A Statement by Archie Shepp

Charles Moore and Archie Shepp at the Downbeat Festival. Photo by Leni Sinclair, 1965

Charles Moore and Archie Shepp at the Downbeat Festival. Photo by Leni Sinclair, 1965

It is our belief that jazz musical forms must be extended to meet an entirely new set of artistic, social, cultural and economic circumstances. It might seem strange to some to see the word jazz mentioned in context with such cold hard realities as society and economics; yet it is an undeniable fact that the very origins of the music itself and all its subsequent development was rooted in societal forms. The field holler, the spiritual, the blues, each served a definite function and grew out of very real, very painful experiences. We know today that the lyrics of the spiritual sometimes served as an alarm, a call to arms, or an angry cry to be done with suffering and rid of the oppressor. Much of the blues is an extension of this argument.
Later on as musical instruments replaced the human voice, poetic directness and social commentary began to give way to a “purer” musical form.

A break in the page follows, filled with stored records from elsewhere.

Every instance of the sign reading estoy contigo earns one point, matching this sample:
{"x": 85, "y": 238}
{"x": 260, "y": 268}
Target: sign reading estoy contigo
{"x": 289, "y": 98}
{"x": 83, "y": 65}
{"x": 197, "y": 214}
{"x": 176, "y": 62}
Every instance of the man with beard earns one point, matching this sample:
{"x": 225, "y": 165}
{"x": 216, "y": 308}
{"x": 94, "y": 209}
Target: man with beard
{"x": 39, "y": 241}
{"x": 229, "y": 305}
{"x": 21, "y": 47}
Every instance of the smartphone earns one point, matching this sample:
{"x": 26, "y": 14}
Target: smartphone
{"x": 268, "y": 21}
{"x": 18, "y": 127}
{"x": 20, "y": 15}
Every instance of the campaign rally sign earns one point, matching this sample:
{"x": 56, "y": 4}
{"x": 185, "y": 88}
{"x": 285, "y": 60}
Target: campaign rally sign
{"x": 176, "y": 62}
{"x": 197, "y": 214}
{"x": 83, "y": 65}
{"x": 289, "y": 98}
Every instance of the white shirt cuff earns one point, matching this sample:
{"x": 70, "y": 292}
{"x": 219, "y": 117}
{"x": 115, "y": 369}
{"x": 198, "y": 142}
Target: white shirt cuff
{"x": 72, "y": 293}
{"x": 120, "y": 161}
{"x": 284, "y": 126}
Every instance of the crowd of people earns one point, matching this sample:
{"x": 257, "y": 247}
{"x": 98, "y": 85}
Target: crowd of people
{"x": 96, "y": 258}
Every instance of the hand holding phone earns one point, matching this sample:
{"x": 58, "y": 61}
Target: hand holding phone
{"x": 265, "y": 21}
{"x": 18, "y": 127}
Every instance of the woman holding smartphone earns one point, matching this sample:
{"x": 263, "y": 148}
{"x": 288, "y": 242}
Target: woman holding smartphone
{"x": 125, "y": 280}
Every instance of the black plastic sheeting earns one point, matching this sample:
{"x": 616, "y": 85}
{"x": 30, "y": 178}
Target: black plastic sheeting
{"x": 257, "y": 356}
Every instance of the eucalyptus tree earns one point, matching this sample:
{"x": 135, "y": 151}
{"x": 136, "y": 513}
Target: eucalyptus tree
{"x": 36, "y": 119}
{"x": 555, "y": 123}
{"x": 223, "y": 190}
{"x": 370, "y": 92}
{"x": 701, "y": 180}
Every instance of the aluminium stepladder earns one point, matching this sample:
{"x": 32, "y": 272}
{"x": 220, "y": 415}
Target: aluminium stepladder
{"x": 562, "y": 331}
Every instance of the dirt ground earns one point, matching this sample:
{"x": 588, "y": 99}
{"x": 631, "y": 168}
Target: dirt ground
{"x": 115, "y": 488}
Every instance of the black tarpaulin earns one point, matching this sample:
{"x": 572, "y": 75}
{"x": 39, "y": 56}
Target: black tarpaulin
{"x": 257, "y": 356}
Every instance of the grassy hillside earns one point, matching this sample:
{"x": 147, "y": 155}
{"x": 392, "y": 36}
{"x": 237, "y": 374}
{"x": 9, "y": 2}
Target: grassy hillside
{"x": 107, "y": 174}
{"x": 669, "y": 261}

This musical form developed at a much faster pace than the lyric. It was due in large part to the plasticity and ambiguity of notes over words that a folk art became transformed into a national art and later into a universal art. It was now possible for a listener to hear just the music without the ambivalence that words elicit. He could identify with whatever he chose and reject whatever he chose. Thus the Negro (through jazz) has lent America a somewhat uneasy reprieve and, in the bargain, developed an art form which it could be said is more nearly “american” than any other. It is a knowledge of the past and a precarious nationality which is the crux of our consciousness. For us, music is functional as well as aesthetic. The artist presumes to judge life, to assess it for all men, to accept it, to reject it. Both as people and artists in a complex, oftentimes grievously unjust world we accept the challenge this society poses and we project an answer through our music, one which sings a New America. We take our place beside those poets of the field. Only the nuances of language have changed. The same essential longing for dignity over despair is still with us.